Rule 23(a)(1) states that the class must be "so numerous that joinder of all members is impracticable." Fed. R. Civ. P. 23(a)(1). "While there is no fixed numerosity rule, 'generally less than twenty-one is inadequate, more than forty adequate, with numbers between varying according to other factors." Cox v. American Cast Iron Pipe, Co., 784 F.2d 1546, 1553 (11th Cir. 1986) (citing 3B Moore's Federal Practice ¶23.05[1] at n.7 (1978)). Courts are given discretion to make assumptions regarding numerosity, but a plaintiff still is required to show some evidence of or reasonably estimate the number of class members beyond mere speculation and unsupported conclusions. Fuller v. Becker & Polliakoff, P.A., 197 F.R.D. 697, 699 (M.D. Fla. 2000); Kubiak, 2014 WL 2625181 at * 12. "Factors to be considered are the geographic dispersion of the class members, judicial economy, and the ease of identifying the members of the class and their addresses." Kubiak, 2014 WL 2625181 at *12.

Here, the parties assert that the Settlement Class is comprised of sixty-five individuals who worked as servers or bartenders at the Lazy Flamingo restaurant during the relevant time period. Doc. 63 at 17. The parties compiled this list of all servers and bartenders who were employed at the Lazy Flamingo 2 from November 26, 2008 to October 31, 2014 from the company's corporate records. Id. Additionally, the company's corporate records were used to determine the last known addresses for each of the Settlement Class members. Id. at 17 n.10. The parties state that it would be impracticable to join all of the sixty-five class members, and it would conserve judicial resources if the class is certified. Id. at 18. Moreover, the parties state that "13.8 percent of the members of the Settlement Class are located outside of the Middle District of Florida increasing the impracticability of joinder of all 65 individuals." Id. Thus, the parties contend that the numerosity requirement is met. The Court agrees.

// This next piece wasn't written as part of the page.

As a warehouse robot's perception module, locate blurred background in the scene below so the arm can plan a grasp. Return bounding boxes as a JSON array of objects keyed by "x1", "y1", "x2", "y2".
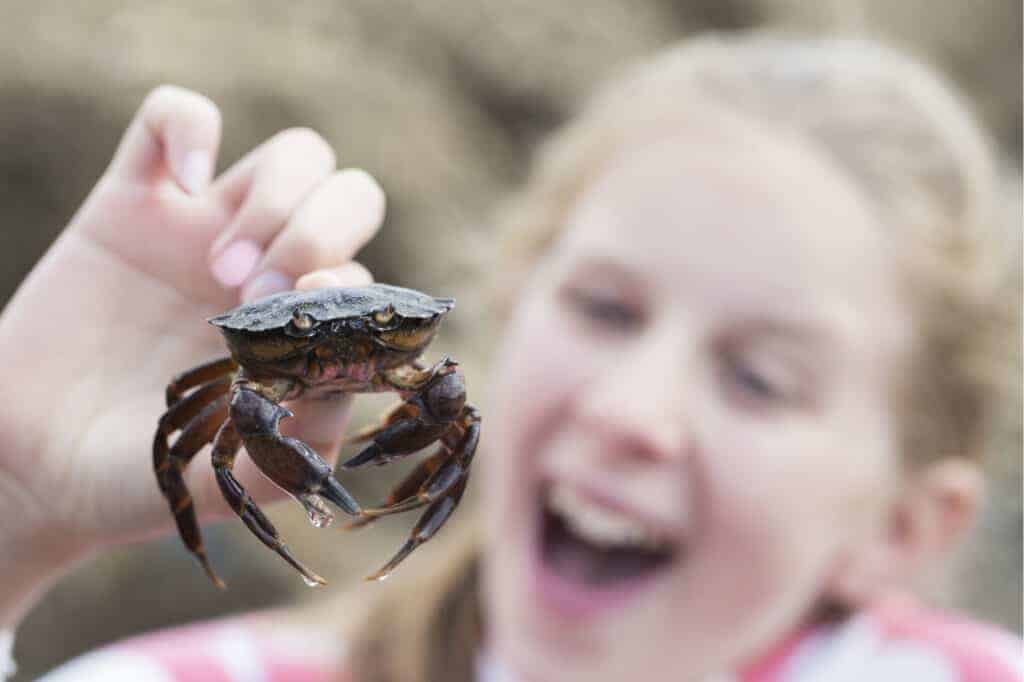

Previously, the parties failed to meet the numerosity requirement because their assertion only was supported by the Declaration of Attorney Sam J. Smith. Doc. 44 at 6. Judge Chappell stated that Attorney Smith's declaration was unsupported by any evidence. Id. She also noted that Plaintiff made no mention of the potential class members' geographic information. Id. Presently, however, the parties have based their estimates on more than just a declaration. Doc. 63 at 17 n.10. The parties used the company's corporate records to ascertain the number of potential class members. Id. Additionally, the parties note that 13.8 percent of the Settlement Class is located outside of the Middle District of Florida. Id. at 18. Accordingly, the Court finds that the parties have cured the defects of their prior request for Rule 23 certification and have sufficiently established the numerosity requirement.

Next, the Court will address the commonality requirement of Rule 23(a). Commonality requires that there be questions of fact or law common to the class. Fed. R. Civ. P. 23(a)(2); Kubiak, 2014 WL 2625181 at *13. "The commonality requirement is also satisfied where plaintiffs allege common or standardized conduct by the defendant directed toward members of the proposed class." Elkins, 1998 WL 133741, at *13. The primary issue when determining if commonality exists is whether at least one issue exists that affects all or a significant number of the proposed class members. Id.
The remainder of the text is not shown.